Variant View: New digital distribution mediums is a positive for PTV as it makes their distribution rights more valuable (Starz/Netflix deal). PTV will also be able to begin selling directly to the end-user (internet) which gives them more control over how their product is marketed. Our view is that new technology will hurt the affiliates through disintermediation and the studios through lower DVD sales. Showtime, to their credit, saw that the value of the pay TV window was decreasing due to the ability to see new releases earlier through new platforms and was not willing to re-up their distribution agreement with MGM/Paramount/Lion's Gate except at a 50% reduction in price. MGM et al recognized this as a significant threat to their profitability and started a 4th PTV company (Epix) to compete/self-distribute their releases to the affiliates. Epix will be an important case study for understanding the competitive advantage of the incumbent PTV companies - 12 months into the effort they have not been able to strike significant distribution deals because the affiliates do not see demand from their subscriber base for a 4th PTV service or the potential value-add that could come from one. Calls confirm the industry is pessimistic on its success. If Epix fails it will put the studios in a very difficult position on negotiating a deal for the pay TV window.
Bear Case #5: Corporate governance issues with a potential high-priced acquisition of Starz Media (still owned by Liberty Capital) or more inter-company loans (like the recent one with Liberty Interactive). Starz is a tracking stock which is foreign to most investors and makes them uncomfortable.
Variant View: While John Malone has a mixed reputation on governance, he has created enormous value for minority shareholders over time and has never done anything directly shareholder unfriendly (unless you call having to read several hundred pages of a registration statement "shareholder unfriendly"). Management has been clear that any acquisition of Starz Media would be on an arms-length basis using 3rd party appraisers. The company is so sensitive to this issue that they are unlikely to do a deal until Starz Media begins producing more recurring cash flow so as to create less of a question over the ultimate valuation. Over time management has stated they intend to restructure and spin-off Starz into a separate public corporation which should relieve any tracking stock discount.
Why This Variant View Exists:
There are the normal spin-off dynamics such as forced selling and lack of historical transparency.
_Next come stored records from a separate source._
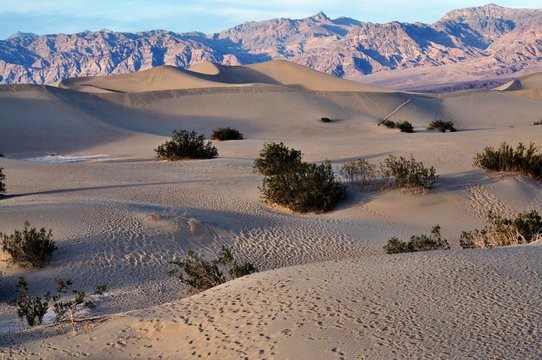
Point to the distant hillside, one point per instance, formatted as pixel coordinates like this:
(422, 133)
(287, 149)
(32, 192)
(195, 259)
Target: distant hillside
(492, 40)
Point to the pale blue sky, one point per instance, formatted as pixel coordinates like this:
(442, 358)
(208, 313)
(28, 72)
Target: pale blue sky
(71, 16)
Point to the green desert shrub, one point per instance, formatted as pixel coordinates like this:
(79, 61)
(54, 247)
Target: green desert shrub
(388, 123)
(525, 228)
(227, 133)
(418, 243)
(359, 172)
(442, 126)
(407, 174)
(276, 159)
(202, 274)
(307, 188)
(2, 181)
(33, 309)
(405, 126)
(186, 145)
(29, 247)
(100, 289)
(522, 159)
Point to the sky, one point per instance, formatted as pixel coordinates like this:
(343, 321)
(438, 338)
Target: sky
(208, 16)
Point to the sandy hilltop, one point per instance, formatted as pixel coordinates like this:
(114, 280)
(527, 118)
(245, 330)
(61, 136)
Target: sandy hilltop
(79, 159)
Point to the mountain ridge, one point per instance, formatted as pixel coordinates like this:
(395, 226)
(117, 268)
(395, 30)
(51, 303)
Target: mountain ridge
(495, 40)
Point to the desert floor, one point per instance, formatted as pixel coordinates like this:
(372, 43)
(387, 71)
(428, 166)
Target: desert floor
(326, 290)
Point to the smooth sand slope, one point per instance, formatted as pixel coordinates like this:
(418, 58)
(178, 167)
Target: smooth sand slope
(209, 75)
(119, 216)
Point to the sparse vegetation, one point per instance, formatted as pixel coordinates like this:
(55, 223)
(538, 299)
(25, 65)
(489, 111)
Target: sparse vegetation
(442, 126)
(2, 181)
(388, 123)
(405, 126)
(407, 174)
(393, 173)
(186, 145)
(29, 247)
(100, 289)
(524, 160)
(359, 172)
(201, 274)
(418, 243)
(223, 134)
(277, 159)
(305, 188)
(525, 228)
(33, 309)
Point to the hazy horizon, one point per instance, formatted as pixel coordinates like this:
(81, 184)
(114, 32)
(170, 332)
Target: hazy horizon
(64, 16)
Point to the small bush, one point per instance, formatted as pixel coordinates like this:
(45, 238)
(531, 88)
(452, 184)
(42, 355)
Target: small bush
(223, 134)
(67, 308)
(405, 126)
(30, 246)
(100, 289)
(201, 274)
(523, 160)
(442, 126)
(388, 123)
(526, 227)
(186, 145)
(359, 172)
(277, 159)
(2, 179)
(407, 174)
(31, 309)
(307, 188)
(418, 243)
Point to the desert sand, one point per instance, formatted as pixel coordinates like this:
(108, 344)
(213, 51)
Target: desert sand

As important, there are no pure-play public comps - investors are learning about the fundamentals of the premium channel business for the first time.
What Are We Playing For:
Starz currently trades at 7.5x EV/FCF and should trade to 12x-15x EV/FCF or ~70% upside over the next 12 months as the street gets more familiar with the story. In the meantime Starz is generating a 9% FCF yield and has stated they will buy back shares if the stock trades at an attractive price.
Risks / What Would Make Us Wrong:
Catalysts / Potential Event Timeline
Next 6 months: Management walks the walk on share buybacks.
Next 12 months: Normal dissipation of spin-off technicals. Company begins to meet 2010 guidance of 5-10% EBITDA growth - before the 11/19 conference call some sell-side analysts believed 2009 was peak earnings for Starz and going forward subscribers and pricing would decline while programming costs would increase.